Questo tipo di croce corrisponde al disegno utilizzato nelle Chiese della cristianità latina. Si sviluppò nelle Chiese dei monaci benedettini e nelle Chiese luogo di pellegrinaggio lungo il cammino di Santiago nell’età Gotica e Romanica.

La Croce e il sarcofago medievali di Masullas
In uno dei comuni del Ceas Parte Montis, precisamente a Masullas, nel 2012, durante alcuni lavori di restauro dell’area del vecchio cimitero in prossimità della Chiesa della Beata Vergine Gloriosa, gli operai hanno rinvenuto un antico sarcofago probabilmente databile intorno al XII o XIII secolo.

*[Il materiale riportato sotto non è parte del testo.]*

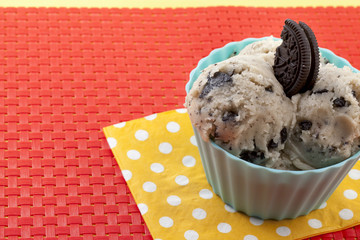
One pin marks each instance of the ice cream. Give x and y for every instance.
(240, 105)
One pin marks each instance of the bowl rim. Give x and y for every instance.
(245, 42)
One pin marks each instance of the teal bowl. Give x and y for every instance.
(259, 191)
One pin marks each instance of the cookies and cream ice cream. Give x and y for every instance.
(241, 106)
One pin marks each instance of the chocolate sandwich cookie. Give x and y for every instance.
(296, 63)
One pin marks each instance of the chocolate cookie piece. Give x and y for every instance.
(315, 57)
(296, 62)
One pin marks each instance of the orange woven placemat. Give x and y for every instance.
(67, 73)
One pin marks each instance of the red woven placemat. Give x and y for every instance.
(66, 73)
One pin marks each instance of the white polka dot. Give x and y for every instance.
(181, 110)
(256, 221)
(229, 209)
(127, 174)
(199, 213)
(224, 227)
(350, 194)
(193, 141)
(354, 174)
(143, 208)
(173, 200)
(151, 117)
(141, 135)
(250, 237)
(149, 187)
(165, 148)
(191, 235)
(283, 231)
(112, 142)
(120, 125)
(314, 223)
(205, 194)
(173, 127)
(181, 180)
(189, 161)
(157, 167)
(323, 205)
(133, 154)
(166, 222)
(346, 214)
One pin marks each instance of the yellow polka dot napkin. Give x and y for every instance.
(160, 161)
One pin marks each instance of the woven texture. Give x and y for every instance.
(67, 73)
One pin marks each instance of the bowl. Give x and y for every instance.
(259, 191)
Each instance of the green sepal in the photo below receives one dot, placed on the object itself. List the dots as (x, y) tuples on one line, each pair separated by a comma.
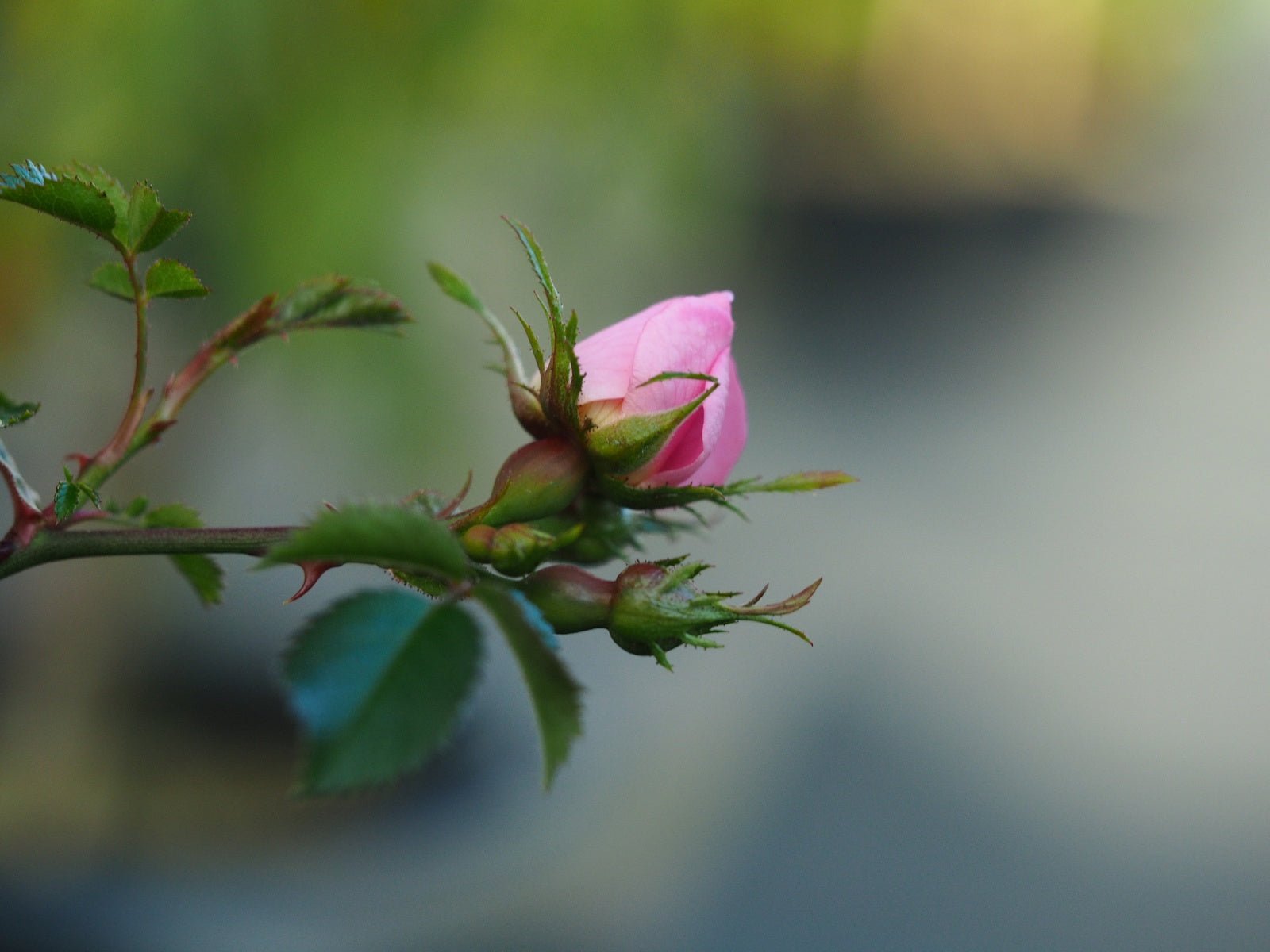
[(622, 493), (556, 695), (562, 378), (171, 278), (114, 279), (63, 196), (203, 573), (389, 536), (794, 482), (13, 413), (378, 681), (632, 442)]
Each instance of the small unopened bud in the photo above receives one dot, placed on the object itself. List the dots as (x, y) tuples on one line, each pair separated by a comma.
[(658, 608), (569, 598), (537, 480)]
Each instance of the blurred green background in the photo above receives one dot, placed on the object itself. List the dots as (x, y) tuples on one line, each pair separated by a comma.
[(1000, 259)]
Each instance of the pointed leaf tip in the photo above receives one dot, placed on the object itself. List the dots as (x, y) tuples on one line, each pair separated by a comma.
[(12, 413), (171, 278)]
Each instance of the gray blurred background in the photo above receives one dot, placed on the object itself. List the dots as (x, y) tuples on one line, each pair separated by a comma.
[(1003, 260)]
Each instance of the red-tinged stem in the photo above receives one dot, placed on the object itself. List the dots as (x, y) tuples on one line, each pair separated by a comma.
[(55, 546)]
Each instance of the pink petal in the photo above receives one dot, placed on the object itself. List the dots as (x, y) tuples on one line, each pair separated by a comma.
[(685, 336), (607, 355), (732, 433)]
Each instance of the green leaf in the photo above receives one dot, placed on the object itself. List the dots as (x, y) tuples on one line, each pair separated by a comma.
[(70, 495), (144, 207), (378, 682), (203, 573), (167, 224), (794, 482), (171, 516), (111, 187), (67, 499), (337, 302), (540, 266), (169, 278), (389, 536), (114, 279), (149, 222), (657, 497), (65, 197), (457, 289), (13, 413), (556, 695)]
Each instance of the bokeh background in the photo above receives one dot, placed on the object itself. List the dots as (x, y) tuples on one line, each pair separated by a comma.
[(1003, 260)]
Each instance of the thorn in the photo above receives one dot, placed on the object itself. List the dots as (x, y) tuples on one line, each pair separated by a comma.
[(313, 571)]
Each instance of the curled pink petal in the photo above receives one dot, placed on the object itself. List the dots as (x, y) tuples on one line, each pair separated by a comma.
[(681, 336)]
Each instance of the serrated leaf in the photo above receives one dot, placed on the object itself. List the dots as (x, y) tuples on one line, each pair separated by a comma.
[(391, 536), (201, 571), (793, 482), (338, 302), (173, 516), (111, 187), (457, 289), (13, 413), (144, 207), (167, 224), (378, 682), (171, 278), (149, 222), (114, 279), (67, 499), (65, 197), (556, 695), (203, 574)]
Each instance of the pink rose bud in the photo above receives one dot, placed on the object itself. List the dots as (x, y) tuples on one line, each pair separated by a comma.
[(672, 432)]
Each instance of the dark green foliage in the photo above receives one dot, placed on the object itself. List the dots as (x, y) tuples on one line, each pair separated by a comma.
[(114, 279), (13, 413), (70, 495), (169, 278), (201, 571), (149, 222), (556, 696), (63, 196), (391, 536), (378, 682)]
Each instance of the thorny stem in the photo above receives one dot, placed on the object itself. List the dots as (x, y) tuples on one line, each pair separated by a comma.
[(54, 546)]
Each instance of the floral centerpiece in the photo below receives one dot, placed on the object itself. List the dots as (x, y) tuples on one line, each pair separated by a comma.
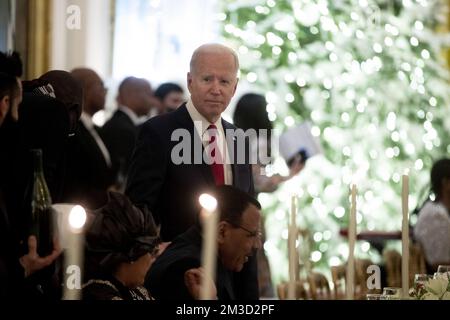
[(433, 289)]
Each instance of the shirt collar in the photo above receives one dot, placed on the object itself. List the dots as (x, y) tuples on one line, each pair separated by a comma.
[(87, 120), (200, 122)]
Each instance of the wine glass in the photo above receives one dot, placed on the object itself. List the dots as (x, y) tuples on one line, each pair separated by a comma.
[(392, 293), (443, 271), (420, 280), (374, 296)]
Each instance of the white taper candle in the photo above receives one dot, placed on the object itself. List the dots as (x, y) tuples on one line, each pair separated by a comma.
[(350, 287)]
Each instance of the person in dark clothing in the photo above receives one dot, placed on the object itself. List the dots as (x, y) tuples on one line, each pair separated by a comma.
[(238, 235), (120, 132), (17, 275), (121, 244), (171, 96)]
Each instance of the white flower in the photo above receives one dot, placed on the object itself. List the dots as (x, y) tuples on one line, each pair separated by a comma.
[(429, 296), (437, 287)]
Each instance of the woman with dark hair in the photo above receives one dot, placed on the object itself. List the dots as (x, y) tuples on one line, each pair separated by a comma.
[(121, 244), (432, 230), (251, 114)]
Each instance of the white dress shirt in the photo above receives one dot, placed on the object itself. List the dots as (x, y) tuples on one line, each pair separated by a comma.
[(87, 122), (201, 126)]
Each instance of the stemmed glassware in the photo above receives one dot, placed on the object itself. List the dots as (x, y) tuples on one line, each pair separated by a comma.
[(392, 293), (443, 271)]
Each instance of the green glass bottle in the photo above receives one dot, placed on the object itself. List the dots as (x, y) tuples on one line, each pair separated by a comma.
[(41, 208)]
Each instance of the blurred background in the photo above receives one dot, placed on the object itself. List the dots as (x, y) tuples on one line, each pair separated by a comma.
[(371, 76)]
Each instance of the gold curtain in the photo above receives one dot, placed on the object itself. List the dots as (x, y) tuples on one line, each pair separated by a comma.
[(38, 37)]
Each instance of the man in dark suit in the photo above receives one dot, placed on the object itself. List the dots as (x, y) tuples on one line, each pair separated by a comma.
[(170, 188), (119, 133), (238, 233), (88, 174)]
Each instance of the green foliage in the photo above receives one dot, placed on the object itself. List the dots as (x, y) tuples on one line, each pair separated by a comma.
[(370, 77)]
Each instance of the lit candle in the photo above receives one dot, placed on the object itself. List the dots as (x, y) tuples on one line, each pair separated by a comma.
[(292, 237), (350, 287), (405, 236), (74, 253), (210, 219)]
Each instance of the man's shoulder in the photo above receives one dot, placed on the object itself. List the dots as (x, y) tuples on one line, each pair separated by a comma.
[(120, 121), (167, 122)]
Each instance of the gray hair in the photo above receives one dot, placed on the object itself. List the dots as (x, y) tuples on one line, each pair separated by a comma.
[(213, 48)]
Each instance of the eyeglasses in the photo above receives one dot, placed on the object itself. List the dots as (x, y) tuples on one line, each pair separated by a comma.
[(253, 234)]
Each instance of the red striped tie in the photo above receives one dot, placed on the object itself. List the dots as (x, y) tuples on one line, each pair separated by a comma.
[(217, 164)]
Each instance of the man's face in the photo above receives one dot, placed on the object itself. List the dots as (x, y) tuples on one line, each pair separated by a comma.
[(236, 244), (212, 83), (173, 100), (95, 93)]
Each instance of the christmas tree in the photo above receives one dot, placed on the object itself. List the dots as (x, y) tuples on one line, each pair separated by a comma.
[(371, 78)]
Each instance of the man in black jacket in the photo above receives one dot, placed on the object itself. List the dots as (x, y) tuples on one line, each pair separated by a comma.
[(172, 165), (238, 235), (135, 99)]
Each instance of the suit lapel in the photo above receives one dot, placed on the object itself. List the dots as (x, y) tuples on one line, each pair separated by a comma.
[(232, 145), (185, 121)]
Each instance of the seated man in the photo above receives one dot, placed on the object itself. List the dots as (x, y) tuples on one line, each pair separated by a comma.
[(432, 230), (238, 234)]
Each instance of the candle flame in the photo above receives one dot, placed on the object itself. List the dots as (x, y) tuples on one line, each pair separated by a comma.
[(208, 202), (77, 218)]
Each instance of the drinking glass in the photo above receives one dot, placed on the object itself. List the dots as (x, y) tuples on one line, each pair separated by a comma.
[(443, 271), (374, 296), (420, 280), (392, 293)]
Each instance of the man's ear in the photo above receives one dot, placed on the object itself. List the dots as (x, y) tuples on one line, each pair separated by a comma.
[(4, 107), (222, 231), (189, 80)]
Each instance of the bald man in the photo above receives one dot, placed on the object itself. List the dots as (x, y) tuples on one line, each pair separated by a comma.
[(89, 168), (135, 99), (171, 189)]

Al suo interno erano ancora presenti il cranio e le ossa del defunto. Forse i resti di un vescovo o di un nobile del territorio. Alcuni appassionai hanno ipotizzato anche qualche legame con i monaci Templari. Questo perché, sulla sommità della tomba, è stata rinvenuta proprio una croce latina che farebbe pensare a un collegamento con l’ordine dei Templari.
Attualmente il sarcofago e l’intero sito archeologico sono ancora oggetto di studio da parte di esperti e della Soprintendenza. Tuttavia, la storia dei Cavalieri del Parte Montis è minuziosamente descritta all’interno del Museo dei Cavalieri delle Colline, e può essere scoperta anche grazie al laboratori storici che il CEAS mette a disposizione dei più grandi e dei più piccoli.